Tumor necrosis factor-alpha antagonist therapy-induced psoriasis in Turkey: Analysis of 514 patients


Dalkilic E., BÜLBÜL BAŞKAN E., Alkis N., GÜLLÜLÜ M., YAVUZ M., DİLEK K., ...More

Modern Rheumatology, vol.22, no.5, pp.738-742, 2012 (Peer-Reviewed Journal) identifier identifier identifier

  • Publication Type: Article / Article
  • Volume: 22 Issue: 5
  • Publication Date: 2012
  • Doi Number: 10.1007/s10165-011-0590-9
  • Journal Name: Modern Rheumatology
  • Journal Indexes: Science Citation Index Expanded, Scopus
  • Page Numbers: pp.738-742

Abstract

Objectives New adverse events are being reported with the increased use of anti-tumor necrosis factor (TNF) α therapy. We studied cases of anti-TNFα-induced psoriasis observed in our pool of 514 patients receiving anti-TNFα treatment in Turkey. Methods Three rheumatoid arthritis patients and 3 ankylosing spondylitis patients with anti-TNFα-induced psoriasis were included in the study. All patients were examined by a dermatologist, and 3 patients underwent skin biopsy.
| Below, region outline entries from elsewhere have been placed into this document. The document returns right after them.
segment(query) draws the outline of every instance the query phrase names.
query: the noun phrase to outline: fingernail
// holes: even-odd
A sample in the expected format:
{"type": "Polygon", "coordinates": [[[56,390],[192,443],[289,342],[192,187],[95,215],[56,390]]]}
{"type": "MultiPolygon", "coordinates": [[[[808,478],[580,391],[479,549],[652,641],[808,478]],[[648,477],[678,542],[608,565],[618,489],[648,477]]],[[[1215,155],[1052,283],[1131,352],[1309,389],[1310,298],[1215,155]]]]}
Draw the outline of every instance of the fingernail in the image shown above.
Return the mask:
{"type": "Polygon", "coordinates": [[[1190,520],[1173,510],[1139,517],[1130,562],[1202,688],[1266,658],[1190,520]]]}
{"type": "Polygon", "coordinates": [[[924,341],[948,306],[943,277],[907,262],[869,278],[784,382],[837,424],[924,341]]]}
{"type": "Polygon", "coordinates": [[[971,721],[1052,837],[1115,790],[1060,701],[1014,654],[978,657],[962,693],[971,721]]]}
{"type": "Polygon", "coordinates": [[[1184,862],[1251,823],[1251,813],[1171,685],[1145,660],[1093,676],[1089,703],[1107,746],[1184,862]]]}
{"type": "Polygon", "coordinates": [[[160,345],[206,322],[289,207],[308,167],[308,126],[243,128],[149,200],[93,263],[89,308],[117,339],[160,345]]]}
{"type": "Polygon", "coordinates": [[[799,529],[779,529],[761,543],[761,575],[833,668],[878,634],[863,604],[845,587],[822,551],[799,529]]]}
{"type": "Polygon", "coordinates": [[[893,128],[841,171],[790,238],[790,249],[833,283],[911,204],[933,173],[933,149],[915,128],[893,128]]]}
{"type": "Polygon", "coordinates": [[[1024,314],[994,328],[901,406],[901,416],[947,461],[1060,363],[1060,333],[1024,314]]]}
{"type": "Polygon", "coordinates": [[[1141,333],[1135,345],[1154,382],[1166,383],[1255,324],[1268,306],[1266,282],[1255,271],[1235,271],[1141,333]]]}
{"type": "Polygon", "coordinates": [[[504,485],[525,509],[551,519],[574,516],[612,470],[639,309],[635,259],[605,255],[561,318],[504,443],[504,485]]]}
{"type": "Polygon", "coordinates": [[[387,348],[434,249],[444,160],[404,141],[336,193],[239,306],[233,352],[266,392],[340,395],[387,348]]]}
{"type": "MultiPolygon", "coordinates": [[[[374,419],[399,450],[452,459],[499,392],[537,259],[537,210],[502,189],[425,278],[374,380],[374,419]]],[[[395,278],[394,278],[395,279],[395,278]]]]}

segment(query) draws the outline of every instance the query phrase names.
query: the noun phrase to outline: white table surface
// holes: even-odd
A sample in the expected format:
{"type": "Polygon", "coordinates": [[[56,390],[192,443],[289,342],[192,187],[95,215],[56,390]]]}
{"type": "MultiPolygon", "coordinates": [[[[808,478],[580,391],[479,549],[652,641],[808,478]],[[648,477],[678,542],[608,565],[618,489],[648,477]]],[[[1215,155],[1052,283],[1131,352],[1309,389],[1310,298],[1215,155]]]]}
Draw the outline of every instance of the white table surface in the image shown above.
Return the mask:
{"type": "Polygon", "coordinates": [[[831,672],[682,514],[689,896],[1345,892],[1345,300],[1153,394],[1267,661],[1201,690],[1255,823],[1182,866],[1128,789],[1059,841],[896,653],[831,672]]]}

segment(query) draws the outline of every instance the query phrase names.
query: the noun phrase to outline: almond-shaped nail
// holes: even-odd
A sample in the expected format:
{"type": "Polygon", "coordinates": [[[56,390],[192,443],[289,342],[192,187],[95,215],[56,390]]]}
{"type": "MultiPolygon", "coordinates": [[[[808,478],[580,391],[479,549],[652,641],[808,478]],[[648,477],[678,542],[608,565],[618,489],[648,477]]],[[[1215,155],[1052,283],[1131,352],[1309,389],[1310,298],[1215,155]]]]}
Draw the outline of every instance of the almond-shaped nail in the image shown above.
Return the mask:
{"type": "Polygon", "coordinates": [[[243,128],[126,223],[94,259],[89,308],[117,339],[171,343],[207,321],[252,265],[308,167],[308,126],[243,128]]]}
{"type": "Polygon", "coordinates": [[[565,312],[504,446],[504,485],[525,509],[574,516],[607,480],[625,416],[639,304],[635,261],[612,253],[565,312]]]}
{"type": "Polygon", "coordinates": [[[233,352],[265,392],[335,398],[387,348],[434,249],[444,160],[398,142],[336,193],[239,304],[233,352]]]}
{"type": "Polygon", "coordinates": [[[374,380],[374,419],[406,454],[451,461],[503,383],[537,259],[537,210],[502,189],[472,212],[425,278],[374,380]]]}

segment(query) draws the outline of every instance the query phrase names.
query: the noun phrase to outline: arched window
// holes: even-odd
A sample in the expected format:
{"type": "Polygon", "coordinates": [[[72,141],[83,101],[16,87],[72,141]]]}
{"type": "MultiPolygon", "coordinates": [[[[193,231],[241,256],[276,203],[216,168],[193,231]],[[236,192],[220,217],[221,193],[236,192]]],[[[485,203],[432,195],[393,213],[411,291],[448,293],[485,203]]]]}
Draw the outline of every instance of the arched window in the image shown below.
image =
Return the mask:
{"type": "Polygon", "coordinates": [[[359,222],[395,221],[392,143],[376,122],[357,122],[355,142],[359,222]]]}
Results None of the 6 patients had preexisting psoriasis or a familial history of psoriasis. The earliest and latest occurrences of psoriatic lesions were at the 6th week and 44th month of anti-TNFα therapy, respectively. Psoriasis was severe and refractory in two patients (requiring systemic treatment), while it presented as mild in four patients. Anti-TNFα therapy was totally withdrawn in case 1. In case 2, the treatment was halted for 3 months then switched to another TNFα blocker, and case 3 was switched to another anti-TNFα treatment. The treatment was sustained in the other 3 patients (cases 4, 5, and 6). Conclusions TNFα blockers are very effective agents in the treatment of psoriasis, but it is interesting that the same molecules can, paradoxically, induce psoriasis. The occurrence of anti-TNFα-induced psoriasis in six out of 514 patients suggests that the incidence of this adverse reaction is, in fact, as not low as presumed in the literature. In some cases, a severe course of psoriasis may limit the use of these agents. © Japan College of Rheumatology 2012.